Conflicts in PAs are becoming more frequent, according to their map, partly due to authorities criminalising community activities. “Criminalisation … and policies that seek to militarise conservation have led to large scale violence in these territories, sometimes leading to murders of community members,” they added in the release. A prominent example is the shoot-at-sight orders around Kaziranga and increased presence of military units, which park authorities have defended as deterrents to poachers.
According to Neema Pathak-Broome of Kalpavriksh, who was a part of the study team, India’s ‘fortress model’ of conservation has ignored the real reasons for wildlife population decline by actively alienating local people. “These include intensive hunting of tigers and other large animals by British and local rulers in the past, and the continuous decline in wildlife habitat due to continuous, large-scale diversion of biodiversity-rich areas for … infrastructural and ‘developmental’ projects like roadways and railways, dams, mining, etc,” she said in the release.
Their map also identifies large industrial projects that Central and state governments have prioritised over biodiversity.
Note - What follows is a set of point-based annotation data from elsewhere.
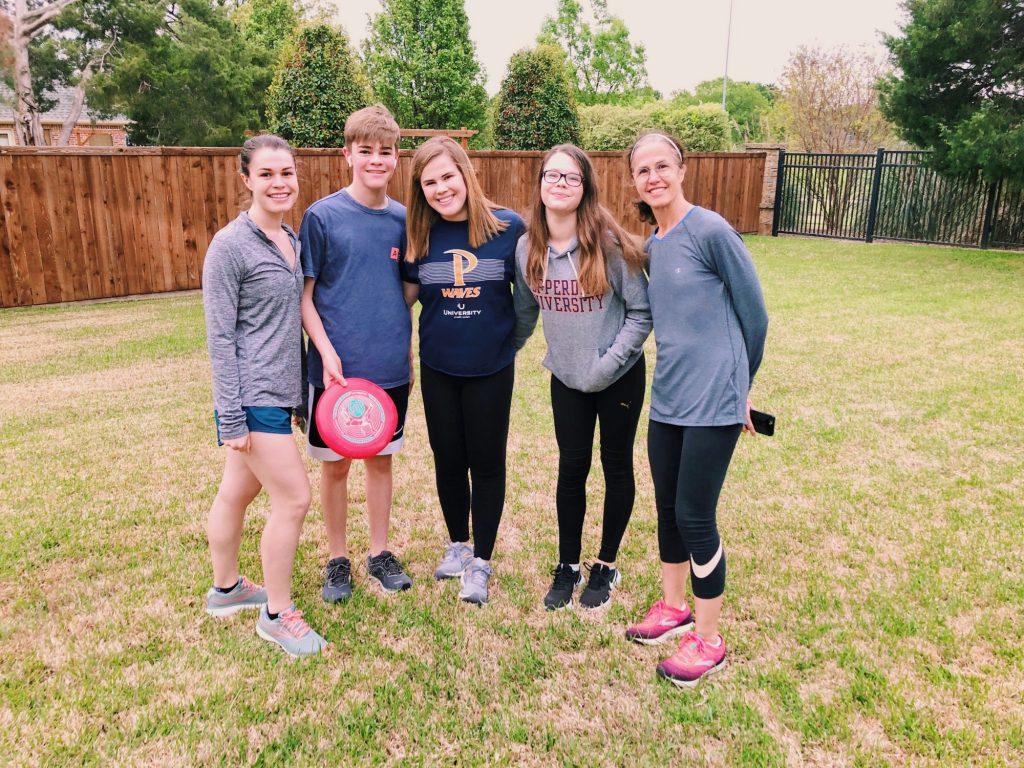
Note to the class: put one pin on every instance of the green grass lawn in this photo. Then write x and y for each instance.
(876, 586)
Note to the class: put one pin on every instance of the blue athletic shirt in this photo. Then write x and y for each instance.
(354, 253)
(467, 317)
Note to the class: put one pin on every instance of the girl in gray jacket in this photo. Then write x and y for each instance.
(585, 273)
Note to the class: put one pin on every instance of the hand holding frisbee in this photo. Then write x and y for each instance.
(356, 420)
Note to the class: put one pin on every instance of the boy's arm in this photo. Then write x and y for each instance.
(314, 330)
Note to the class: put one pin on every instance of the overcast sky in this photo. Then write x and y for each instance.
(685, 39)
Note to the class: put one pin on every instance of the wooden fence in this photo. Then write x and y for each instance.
(86, 223)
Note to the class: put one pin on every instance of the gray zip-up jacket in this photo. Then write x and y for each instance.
(592, 340)
(251, 298)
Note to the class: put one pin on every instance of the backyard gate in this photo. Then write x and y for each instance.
(894, 195)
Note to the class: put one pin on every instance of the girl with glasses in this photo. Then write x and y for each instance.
(580, 269)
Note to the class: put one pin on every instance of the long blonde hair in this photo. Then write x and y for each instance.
(597, 230)
(420, 216)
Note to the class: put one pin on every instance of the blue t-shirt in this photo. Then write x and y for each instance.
(354, 253)
(467, 318)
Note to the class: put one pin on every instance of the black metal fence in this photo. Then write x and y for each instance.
(894, 195)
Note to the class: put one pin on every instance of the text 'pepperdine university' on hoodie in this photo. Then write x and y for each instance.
(592, 340)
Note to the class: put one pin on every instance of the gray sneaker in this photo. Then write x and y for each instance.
(474, 582)
(338, 581)
(388, 572)
(291, 632)
(244, 595)
(457, 557)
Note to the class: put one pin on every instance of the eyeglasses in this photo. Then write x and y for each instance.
(553, 177)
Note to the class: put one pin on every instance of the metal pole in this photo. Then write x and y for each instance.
(777, 211)
(725, 75)
(872, 204)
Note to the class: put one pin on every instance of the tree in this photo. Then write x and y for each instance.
(830, 101)
(197, 82)
(747, 103)
(267, 24)
(67, 43)
(960, 89)
(320, 84)
(423, 66)
(535, 109)
(608, 68)
(830, 104)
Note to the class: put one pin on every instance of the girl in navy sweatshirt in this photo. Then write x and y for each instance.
(580, 269)
(460, 263)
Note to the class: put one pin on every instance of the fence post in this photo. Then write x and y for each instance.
(778, 194)
(986, 226)
(872, 205)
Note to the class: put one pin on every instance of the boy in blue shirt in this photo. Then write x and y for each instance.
(353, 243)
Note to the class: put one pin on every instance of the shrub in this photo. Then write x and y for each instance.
(318, 84)
(536, 109)
(700, 127)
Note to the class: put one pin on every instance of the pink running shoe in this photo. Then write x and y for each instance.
(694, 658)
(662, 623)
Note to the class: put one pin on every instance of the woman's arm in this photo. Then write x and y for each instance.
(221, 285)
(632, 288)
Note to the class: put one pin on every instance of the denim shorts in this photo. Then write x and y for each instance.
(272, 419)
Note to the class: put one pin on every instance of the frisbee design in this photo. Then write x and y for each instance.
(357, 420)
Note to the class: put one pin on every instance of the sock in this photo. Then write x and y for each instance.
(224, 591)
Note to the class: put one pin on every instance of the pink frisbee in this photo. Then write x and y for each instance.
(356, 420)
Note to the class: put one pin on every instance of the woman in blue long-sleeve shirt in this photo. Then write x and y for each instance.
(710, 326)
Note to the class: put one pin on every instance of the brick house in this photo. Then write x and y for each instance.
(90, 130)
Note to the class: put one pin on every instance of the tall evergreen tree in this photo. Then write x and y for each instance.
(536, 109)
(423, 66)
(960, 86)
(320, 84)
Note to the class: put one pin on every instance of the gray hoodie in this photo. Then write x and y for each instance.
(592, 340)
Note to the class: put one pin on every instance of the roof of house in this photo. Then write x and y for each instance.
(58, 114)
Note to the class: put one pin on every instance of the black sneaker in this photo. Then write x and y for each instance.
(338, 581)
(602, 581)
(388, 572)
(565, 581)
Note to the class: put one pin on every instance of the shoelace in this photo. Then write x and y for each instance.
(692, 647)
(477, 577)
(339, 572)
(293, 623)
(564, 577)
(389, 563)
(655, 612)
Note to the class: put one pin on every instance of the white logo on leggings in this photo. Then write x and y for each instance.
(702, 571)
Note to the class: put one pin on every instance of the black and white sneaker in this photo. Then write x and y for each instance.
(602, 581)
(338, 580)
(565, 581)
(388, 572)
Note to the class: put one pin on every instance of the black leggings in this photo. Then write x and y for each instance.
(688, 465)
(617, 410)
(468, 425)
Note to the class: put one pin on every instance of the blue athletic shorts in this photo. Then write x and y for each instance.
(272, 419)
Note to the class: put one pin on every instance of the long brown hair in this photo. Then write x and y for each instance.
(646, 214)
(597, 230)
(420, 217)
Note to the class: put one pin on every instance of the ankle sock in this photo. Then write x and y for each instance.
(223, 591)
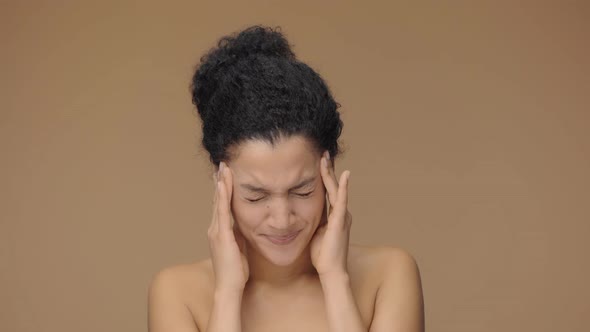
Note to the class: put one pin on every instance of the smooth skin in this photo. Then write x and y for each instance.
(355, 288)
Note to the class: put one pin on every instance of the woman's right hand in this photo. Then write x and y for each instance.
(226, 243)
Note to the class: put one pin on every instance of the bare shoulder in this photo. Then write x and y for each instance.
(186, 279)
(179, 296)
(399, 304)
(382, 259)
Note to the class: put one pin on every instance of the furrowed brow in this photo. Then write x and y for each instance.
(263, 190)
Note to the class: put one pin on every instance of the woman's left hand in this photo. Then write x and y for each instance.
(329, 246)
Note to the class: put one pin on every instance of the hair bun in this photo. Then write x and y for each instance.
(256, 40)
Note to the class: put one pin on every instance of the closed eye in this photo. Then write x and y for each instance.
(259, 199)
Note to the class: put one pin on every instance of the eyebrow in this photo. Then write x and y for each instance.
(301, 184)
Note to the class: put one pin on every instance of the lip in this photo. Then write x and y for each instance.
(282, 240)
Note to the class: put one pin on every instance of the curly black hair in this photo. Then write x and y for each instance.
(251, 86)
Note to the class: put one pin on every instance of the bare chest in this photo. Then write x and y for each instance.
(300, 313)
(304, 310)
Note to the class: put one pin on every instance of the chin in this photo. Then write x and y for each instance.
(282, 254)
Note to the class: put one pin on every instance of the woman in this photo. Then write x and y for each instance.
(271, 127)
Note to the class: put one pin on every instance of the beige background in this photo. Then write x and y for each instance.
(467, 130)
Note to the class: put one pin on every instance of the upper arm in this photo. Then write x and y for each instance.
(166, 310)
(399, 305)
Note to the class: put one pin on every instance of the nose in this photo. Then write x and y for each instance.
(280, 214)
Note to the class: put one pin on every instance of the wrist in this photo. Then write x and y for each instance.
(225, 294)
(334, 278)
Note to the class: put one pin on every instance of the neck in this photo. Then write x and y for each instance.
(265, 273)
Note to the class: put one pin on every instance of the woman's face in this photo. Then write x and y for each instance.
(277, 191)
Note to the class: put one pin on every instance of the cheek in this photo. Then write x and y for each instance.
(309, 209)
(248, 215)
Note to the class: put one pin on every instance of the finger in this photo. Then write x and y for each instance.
(223, 213)
(329, 182)
(240, 239)
(214, 227)
(339, 211)
(228, 181)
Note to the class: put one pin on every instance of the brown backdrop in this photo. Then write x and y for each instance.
(466, 126)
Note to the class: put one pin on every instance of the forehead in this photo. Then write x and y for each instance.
(275, 167)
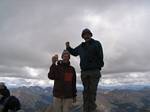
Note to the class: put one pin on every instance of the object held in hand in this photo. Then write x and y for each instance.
(67, 44)
(55, 58)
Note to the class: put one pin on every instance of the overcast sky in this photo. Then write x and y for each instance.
(31, 31)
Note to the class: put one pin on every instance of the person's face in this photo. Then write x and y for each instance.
(66, 57)
(86, 36)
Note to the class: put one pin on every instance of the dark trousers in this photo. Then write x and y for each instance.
(90, 81)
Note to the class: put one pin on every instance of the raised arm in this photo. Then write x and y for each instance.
(53, 71)
(74, 52)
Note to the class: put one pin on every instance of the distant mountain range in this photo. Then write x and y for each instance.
(37, 99)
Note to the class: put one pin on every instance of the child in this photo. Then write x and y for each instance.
(64, 76)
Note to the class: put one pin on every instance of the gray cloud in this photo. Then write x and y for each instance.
(31, 32)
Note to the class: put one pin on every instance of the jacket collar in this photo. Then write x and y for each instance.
(88, 42)
(60, 62)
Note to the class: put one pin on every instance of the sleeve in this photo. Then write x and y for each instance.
(100, 54)
(53, 71)
(75, 51)
(74, 83)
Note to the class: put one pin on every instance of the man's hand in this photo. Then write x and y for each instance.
(67, 44)
(74, 100)
(55, 59)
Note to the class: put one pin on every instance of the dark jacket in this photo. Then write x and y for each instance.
(91, 55)
(5, 93)
(64, 77)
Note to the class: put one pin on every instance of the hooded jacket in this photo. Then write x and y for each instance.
(91, 55)
(64, 77)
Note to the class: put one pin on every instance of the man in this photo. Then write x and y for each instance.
(91, 62)
(64, 76)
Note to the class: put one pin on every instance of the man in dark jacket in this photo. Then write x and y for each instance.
(64, 76)
(91, 62)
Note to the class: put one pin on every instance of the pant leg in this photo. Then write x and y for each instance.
(85, 82)
(93, 84)
(57, 104)
(67, 104)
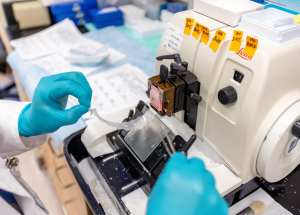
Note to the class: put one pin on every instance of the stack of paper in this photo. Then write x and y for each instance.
(56, 49)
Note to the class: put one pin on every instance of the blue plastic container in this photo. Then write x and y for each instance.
(56, 20)
(114, 22)
(70, 15)
(68, 7)
(104, 14)
(176, 7)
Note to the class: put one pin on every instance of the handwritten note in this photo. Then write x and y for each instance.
(58, 37)
(205, 35)
(197, 31)
(218, 38)
(188, 26)
(236, 41)
(251, 46)
(172, 38)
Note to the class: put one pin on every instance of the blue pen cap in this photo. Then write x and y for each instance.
(68, 7)
(106, 13)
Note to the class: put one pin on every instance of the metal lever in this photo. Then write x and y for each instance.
(13, 165)
(52, 150)
(175, 57)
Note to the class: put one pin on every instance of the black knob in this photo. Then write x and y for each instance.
(185, 64)
(296, 129)
(196, 97)
(227, 95)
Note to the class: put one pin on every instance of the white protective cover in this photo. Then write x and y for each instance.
(280, 154)
(226, 11)
(261, 24)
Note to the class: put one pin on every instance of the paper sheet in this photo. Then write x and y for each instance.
(117, 89)
(272, 207)
(55, 38)
(56, 63)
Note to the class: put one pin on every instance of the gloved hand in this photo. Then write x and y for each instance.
(185, 188)
(47, 113)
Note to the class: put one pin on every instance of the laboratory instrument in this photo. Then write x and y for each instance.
(243, 109)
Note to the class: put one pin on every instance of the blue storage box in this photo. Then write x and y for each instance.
(176, 7)
(106, 13)
(115, 22)
(56, 20)
(68, 7)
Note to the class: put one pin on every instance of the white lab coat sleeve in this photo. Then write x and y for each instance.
(11, 143)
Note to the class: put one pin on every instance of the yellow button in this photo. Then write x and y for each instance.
(205, 35)
(197, 31)
(218, 38)
(251, 46)
(188, 26)
(236, 41)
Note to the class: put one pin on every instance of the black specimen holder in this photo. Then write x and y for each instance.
(127, 170)
(187, 88)
(122, 172)
(146, 171)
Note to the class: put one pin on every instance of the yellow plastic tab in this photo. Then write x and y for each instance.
(197, 30)
(296, 18)
(205, 35)
(236, 41)
(251, 46)
(188, 26)
(218, 38)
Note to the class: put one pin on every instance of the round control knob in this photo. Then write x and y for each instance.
(296, 129)
(227, 95)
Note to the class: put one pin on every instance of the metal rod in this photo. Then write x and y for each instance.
(171, 145)
(111, 157)
(128, 186)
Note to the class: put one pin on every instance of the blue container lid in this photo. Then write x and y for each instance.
(68, 7)
(112, 22)
(71, 15)
(176, 7)
(106, 13)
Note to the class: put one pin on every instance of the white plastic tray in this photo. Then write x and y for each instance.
(261, 23)
(226, 11)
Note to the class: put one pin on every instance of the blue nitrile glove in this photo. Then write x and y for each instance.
(47, 113)
(185, 188)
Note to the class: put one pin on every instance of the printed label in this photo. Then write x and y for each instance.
(197, 31)
(188, 26)
(236, 41)
(251, 46)
(218, 38)
(172, 38)
(205, 35)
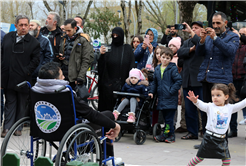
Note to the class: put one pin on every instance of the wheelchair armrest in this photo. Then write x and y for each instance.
(116, 93)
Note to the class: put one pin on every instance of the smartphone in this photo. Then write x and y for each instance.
(205, 24)
(179, 26)
(229, 25)
(146, 39)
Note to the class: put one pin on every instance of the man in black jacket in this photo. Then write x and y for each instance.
(53, 31)
(19, 57)
(169, 34)
(191, 64)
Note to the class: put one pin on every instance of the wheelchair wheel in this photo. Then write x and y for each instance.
(156, 130)
(21, 145)
(139, 137)
(94, 94)
(80, 143)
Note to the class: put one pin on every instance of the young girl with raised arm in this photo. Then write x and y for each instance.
(214, 143)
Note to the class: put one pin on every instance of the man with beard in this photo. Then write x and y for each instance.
(75, 53)
(238, 72)
(46, 53)
(19, 57)
(169, 34)
(53, 31)
(218, 45)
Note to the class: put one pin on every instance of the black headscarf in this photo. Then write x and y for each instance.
(118, 41)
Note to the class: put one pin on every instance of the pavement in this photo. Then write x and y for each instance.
(152, 153)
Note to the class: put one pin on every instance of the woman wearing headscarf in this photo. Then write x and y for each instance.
(144, 51)
(113, 69)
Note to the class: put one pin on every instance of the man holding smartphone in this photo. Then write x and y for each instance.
(169, 34)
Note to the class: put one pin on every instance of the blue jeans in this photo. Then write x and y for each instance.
(233, 124)
(168, 115)
(191, 114)
(1, 106)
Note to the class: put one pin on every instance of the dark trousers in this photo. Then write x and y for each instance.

According to Fanari, India’s conservation model is in stark contrast to the agenda pursued by the Convention of Biological Diversity (CBD), which India is part of. CBD recognises the rights of indigenous communities and the importance of these communities in managing and conserving protected areas. And India’s model “does not recognise the rights of communities and Indigenous people, and instead endangers human lives and the nature it is intended to protect,” the authors concluded.